Rather than focusing on the competitive aspect of taiko, Daion Taiko spends more time on developing a strong camaraderie between the group members. To start their practices, the group plays an icebreaker to get closer with one another. Instead of spending hours upon hours practicing a music piece until perfection, Daion Taiko pays attention to the social aspect of the group. “We reflect on how practice went, the dynamic within the team, how everyone’s interacting, and how we can improve. Obviously, there is the performance aspect that we need to consider, but we do focus more on building that relationship with each other instead,” states Yada.


In three short years, Yada has worked her way up to the advanced group and is currently serving as an apprentice.

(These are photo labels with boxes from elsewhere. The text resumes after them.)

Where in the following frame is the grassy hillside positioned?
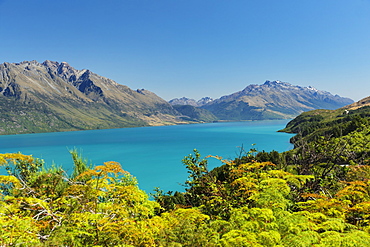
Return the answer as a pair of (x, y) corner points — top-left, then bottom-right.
(0, 100), (370, 247)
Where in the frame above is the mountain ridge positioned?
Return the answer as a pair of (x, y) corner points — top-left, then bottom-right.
(0, 60), (187, 134)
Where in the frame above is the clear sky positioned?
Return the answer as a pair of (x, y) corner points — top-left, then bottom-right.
(0, 0), (370, 101)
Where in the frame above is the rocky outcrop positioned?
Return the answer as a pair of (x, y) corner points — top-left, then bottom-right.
(0, 60), (186, 134)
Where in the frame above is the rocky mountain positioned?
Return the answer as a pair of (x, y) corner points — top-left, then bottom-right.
(173, 105), (218, 122)
(0, 61), (184, 134)
(168, 97), (213, 107)
(202, 81), (353, 120)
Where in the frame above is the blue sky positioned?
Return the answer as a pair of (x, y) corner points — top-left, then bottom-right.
(0, 0), (370, 100)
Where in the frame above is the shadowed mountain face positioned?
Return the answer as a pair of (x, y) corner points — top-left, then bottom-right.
(0, 61), (184, 134)
(202, 81), (353, 120)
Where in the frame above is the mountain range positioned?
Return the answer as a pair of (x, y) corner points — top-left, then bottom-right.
(0, 60), (186, 134)
(169, 81), (353, 120)
(0, 60), (353, 134)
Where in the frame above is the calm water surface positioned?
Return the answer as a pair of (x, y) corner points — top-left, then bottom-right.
(0, 120), (292, 192)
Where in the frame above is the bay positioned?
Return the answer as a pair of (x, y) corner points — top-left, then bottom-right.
(0, 120), (292, 193)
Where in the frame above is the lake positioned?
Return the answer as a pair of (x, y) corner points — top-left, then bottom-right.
(0, 120), (292, 193)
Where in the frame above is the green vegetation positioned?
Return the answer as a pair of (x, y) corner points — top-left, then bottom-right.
(0, 108), (370, 247)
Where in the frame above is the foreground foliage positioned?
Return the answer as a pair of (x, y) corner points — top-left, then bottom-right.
(0, 109), (370, 247)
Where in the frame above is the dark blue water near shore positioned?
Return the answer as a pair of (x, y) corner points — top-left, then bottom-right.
(0, 120), (292, 192)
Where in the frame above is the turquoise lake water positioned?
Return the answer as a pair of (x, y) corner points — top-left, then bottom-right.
(0, 120), (292, 193)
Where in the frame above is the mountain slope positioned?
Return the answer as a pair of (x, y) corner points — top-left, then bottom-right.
(168, 97), (213, 107)
(202, 81), (353, 120)
(0, 61), (184, 134)
(281, 94), (370, 144)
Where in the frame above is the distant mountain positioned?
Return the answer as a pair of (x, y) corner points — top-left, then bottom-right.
(202, 81), (353, 120)
(281, 94), (370, 145)
(168, 97), (213, 107)
(173, 105), (218, 122)
(0, 60), (184, 134)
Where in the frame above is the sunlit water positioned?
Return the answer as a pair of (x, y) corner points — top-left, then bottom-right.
(0, 120), (292, 193)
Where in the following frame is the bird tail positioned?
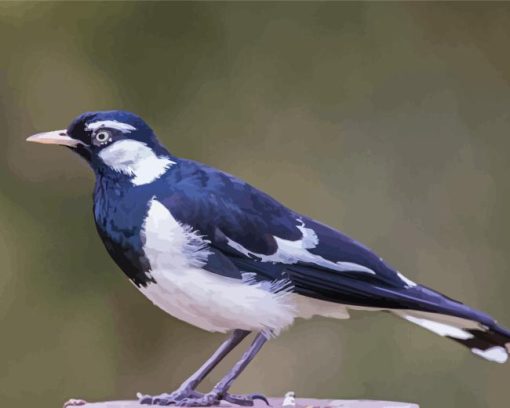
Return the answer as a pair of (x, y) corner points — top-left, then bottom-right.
(391, 285), (510, 363)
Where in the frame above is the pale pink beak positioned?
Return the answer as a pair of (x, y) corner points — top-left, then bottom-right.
(27, 129), (82, 147)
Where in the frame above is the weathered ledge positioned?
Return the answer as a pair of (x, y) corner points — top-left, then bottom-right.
(67, 398), (419, 408)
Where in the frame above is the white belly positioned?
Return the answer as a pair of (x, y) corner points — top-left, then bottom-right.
(140, 199), (296, 333)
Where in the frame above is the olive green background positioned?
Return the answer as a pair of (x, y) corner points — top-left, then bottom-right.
(0, 2), (510, 408)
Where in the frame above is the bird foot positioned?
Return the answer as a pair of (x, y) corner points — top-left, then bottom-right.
(138, 391), (269, 407)
(63, 399), (87, 408)
(136, 388), (204, 406)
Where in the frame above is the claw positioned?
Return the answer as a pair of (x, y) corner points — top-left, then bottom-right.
(222, 393), (270, 407)
(250, 394), (271, 407)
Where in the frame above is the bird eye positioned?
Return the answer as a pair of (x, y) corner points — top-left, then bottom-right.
(95, 130), (111, 144)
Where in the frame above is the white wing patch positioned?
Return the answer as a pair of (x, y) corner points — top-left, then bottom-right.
(99, 139), (175, 186)
(85, 120), (136, 133)
(471, 346), (508, 364)
(139, 199), (296, 334)
(227, 219), (375, 275)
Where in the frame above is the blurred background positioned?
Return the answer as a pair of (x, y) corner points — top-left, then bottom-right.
(0, 2), (510, 408)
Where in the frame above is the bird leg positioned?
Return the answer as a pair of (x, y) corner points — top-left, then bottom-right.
(176, 333), (269, 407)
(137, 330), (250, 405)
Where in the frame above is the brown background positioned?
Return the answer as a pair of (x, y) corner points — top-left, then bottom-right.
(0, 2), (510, 408)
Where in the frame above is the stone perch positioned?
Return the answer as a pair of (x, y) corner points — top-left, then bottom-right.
(64, 398), (419, 408)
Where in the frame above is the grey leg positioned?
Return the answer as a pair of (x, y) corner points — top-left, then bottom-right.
(138, 330), (250, 405)
(176, 334), (269, 407)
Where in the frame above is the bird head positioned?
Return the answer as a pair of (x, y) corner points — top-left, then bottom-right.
(27, 111), (174, 185)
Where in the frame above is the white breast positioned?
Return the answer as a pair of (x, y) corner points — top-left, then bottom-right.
(140, 199), (299, 333)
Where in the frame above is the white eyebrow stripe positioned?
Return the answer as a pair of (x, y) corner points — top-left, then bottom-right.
(85, 120), (136, 133)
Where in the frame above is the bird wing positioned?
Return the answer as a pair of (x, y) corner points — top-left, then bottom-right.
(158, 161), (407, 300)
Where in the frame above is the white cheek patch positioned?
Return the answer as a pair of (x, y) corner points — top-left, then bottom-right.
(85, 120), (136, 133)
(471, 346), (508, 364)
(99, 140), (175, 186)
(227, 219), (375, 275)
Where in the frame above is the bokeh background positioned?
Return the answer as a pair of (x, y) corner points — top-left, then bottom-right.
(0, 2), (510, 408)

However, her journey to advanced was anything but smooth.


Going into taiko, Yada had no prior musical experience and did not know how to read music. This did not hinder her growth since taiko notes are not the traditional written music notes, but instead verbalized patterns of dons and kas. Thus, Yada faced a different challenge than originally anticipated. She had to be able to memorize each pattern to perform the songs, which took a lot of dedication and practice to master. “You don’t have that much time to go over the lines and learn the new lines [during practice]. So it’s on you to practice throughout the week and remember them […] You just kind of get used to it after a while,” says Yada.


When Yada started the advanced level, she encountered one of her most difficult obstacles. Yada was never taught one of the performance songs on the setlist, and there was no time set aside during practice to teach her the song. If Yada was unable to master the song on her own time, she would have been exempt from the performance.


She was unwilling to forfeit her performance, so Yada took on the challenge to learn the song on her own. During her free time, Yada asked people to help her with the song so she could master it for the performance. She asked everyone she could, even those who were younger than her. To Yada, mastering this song was more important to her than her pride, and she was willing to ask for assistance and show her weaknesses to her peers. “By the time the performance came around, I was actually able to perform in that song. I was really proud because I had to go out of my way to learn the song,” states Yada.


Yada has proved time and time again that commitment will lead to success, no matter how difficult the challenge. As an apprentice, she is now helping compose songs that will be performed at later performances with her taiko group.


Despite the challenges that Yada had to overcome throughout her journey, Yada’s dedication and passion for Taiko never dwindled. Her father, Frank Yada, comments, “Taiko has given her experience in music, commitment, responsibility, self-awareness, and presentation. Kellie really enjoys playing Taiko and it is apparent through her expression while she plays [that] she lets the sound of Taiko be her voice.”


Now, as a junior, Yada is still an active member of Daion Taiko. Her dedication to the art makes it difficult for her to imagine her life without it, and thus continues with the program despite the academic challenges that she encounters throughout her junior year.  She plans to stay with the program until she graduates and has intentions to return to Daion Taiko to become a mentor for future generations.